13Herkes, yani ileri gelenlerle bütün halk koşarak geldi. Çünkü Yudit beklenmiyordu. Kapıyı ardına kadar açıp kadınlara hoş geldiniz dediler. Aydınlık olması için ateş yaktılar ve kadınların çevresini sardılar.
14O zaman Yudit sesini yükseltip şöyle dedi: "Tanrı'ya övgüler olsun! O'na övgüler olsun! Tanrı'ya övgüler olsun! O İsrail ulusundan sevecenliğini esirgemedi. Bu gece benim elimle düşmanlarımızı yendi!"
15Yudit çantadan Holofernes'in başını çıkartarak herkese gösterdi: "Bu gördüğünüz Asur ordusunun başkomutanı Holofernes'in başıdır. Bu da Holofernes'in altında sarhoş yattığı gölgeliktir! Tanrı bir kadının elini bu işe alet ederek onu yok etti!

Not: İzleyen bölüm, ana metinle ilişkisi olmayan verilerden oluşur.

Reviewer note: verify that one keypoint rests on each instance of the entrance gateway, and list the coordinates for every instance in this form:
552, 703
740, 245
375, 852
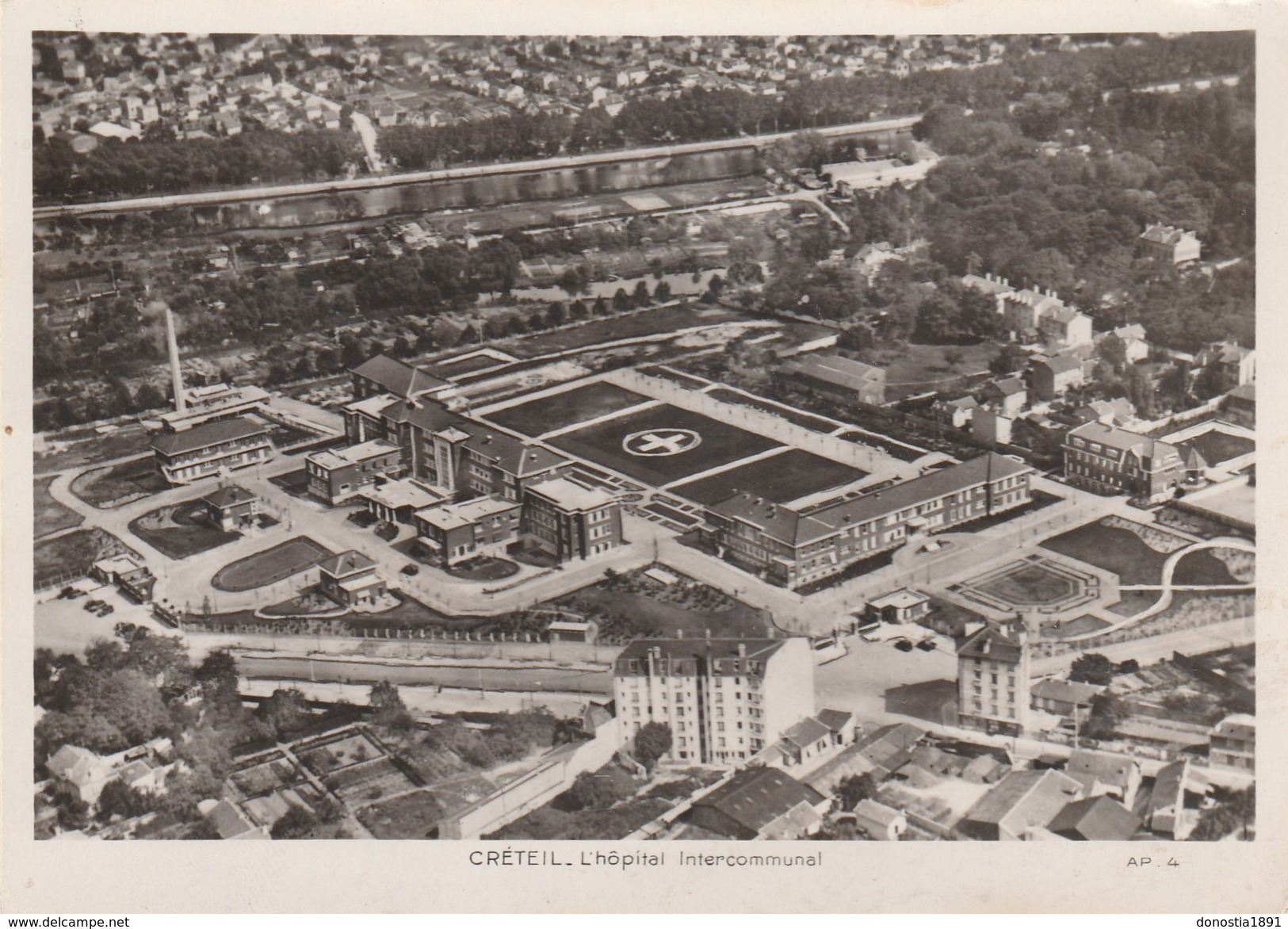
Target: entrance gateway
659, 442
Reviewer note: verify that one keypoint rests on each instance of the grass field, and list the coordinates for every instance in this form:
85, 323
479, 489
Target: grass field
560, 410
1113, 549
781, 478
52, 516
801, 419
628, 327
75, 553
271, 564
721, 443
80, 447
179, 531
117, 485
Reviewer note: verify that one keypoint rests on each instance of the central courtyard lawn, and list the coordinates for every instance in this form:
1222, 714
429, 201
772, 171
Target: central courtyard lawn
181, 529
271, 564
781, 478
1113, 549
720, 443
560, 410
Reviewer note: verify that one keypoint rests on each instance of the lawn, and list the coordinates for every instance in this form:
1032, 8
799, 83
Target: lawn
913, 369
560, 410
1026, 585
629, 327
181, 529
801, 419
1113, 549
120, 484
1217, 446
80, 447
75, 553
720, 443
271, 564
51, 514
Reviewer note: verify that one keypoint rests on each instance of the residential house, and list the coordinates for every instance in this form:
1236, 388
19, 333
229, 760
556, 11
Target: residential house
838, 378
1232, 364
900, 606
880, 822
352, 580
1053, 377
1170, 244
760, 803
1022, 803
1234, 743
1095, 819
1102, 772
724, 700
1104, 459
231, 508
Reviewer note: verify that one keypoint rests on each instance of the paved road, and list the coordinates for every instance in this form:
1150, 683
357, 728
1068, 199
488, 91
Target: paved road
457, 173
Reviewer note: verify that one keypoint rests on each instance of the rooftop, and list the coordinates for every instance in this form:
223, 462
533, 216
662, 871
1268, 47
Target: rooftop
208, 434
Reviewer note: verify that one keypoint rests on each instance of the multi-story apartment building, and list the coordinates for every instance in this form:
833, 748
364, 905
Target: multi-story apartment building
797, 547
457, 533
724, 700
1104, 459
571, 519
212, 449
993, 679
338, 475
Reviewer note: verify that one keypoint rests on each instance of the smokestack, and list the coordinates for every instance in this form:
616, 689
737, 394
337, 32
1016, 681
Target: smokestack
175, 375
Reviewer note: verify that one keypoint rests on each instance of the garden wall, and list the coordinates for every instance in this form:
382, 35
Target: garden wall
535, 789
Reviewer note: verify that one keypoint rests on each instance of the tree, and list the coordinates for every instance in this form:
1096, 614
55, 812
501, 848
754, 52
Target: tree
854, 789
1092, 667
391, 710
294, 824
652, 741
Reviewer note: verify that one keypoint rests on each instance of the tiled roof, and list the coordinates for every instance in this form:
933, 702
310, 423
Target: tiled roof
208, 434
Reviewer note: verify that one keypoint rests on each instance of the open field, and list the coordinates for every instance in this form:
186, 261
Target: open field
119, 484
1113, 549
82, 446
181, 529
628, 327
779, 478
52, 516
560, 410
75, 553
271, 564
720, 443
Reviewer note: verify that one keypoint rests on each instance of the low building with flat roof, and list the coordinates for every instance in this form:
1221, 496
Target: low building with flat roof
338, 475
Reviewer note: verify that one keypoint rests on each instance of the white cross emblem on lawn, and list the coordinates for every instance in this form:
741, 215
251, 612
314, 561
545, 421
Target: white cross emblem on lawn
657, 442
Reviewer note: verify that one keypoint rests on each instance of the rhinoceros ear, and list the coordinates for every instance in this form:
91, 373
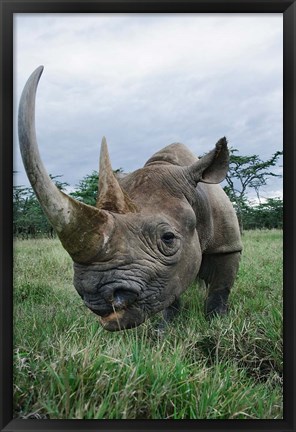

16İlerlediğim yolda beni koruyan Tanrı'ya şükürler olsun! Yüzüm onu baştan çıkarttı ve bu da onun sonu oldu. Benimle beni utandıracak veya rezil edecek herhangi bir günah işlemedi."
17Halk çok duygulandı ve diz çöküp Tanrı'ya övgüler sundu. Hep bir ağızdan şöyle bağırdılar: "Tanrımız, bugün ulusunun düşmanlarını yendiğin için sana şükrederiz!"
180 zaman Uzziya Yudit'e şöyle dedi:
"Kızım, yüce Tanrı seni Dünyadaki tüm kadınlardan daha fazla kutsasın! Gökleri ve yeryüzünü yaratan Tanrı'ya şükrederiz. O sana kılavuz oldu, Sen de düşmanımızın önderinin başını kestin.
19Senin güvencini insanlar Hiçbir zaman unutmayacak, Ama onlara daima Tanrı'nın gücünü anımsatacak.
20Tanrı seni hep ünlü ve onurlu yaşatsın, kutsasın, Çünkü ulusumuz çaresizken, Sen kendi yaşamını düşünmedin, Tanrımızın katında kaygılanmadan ilerleyerek Yok olmamızı önledin."
Halk bu sözlere, "Amin! Amin!" diyerek yanıt verdi.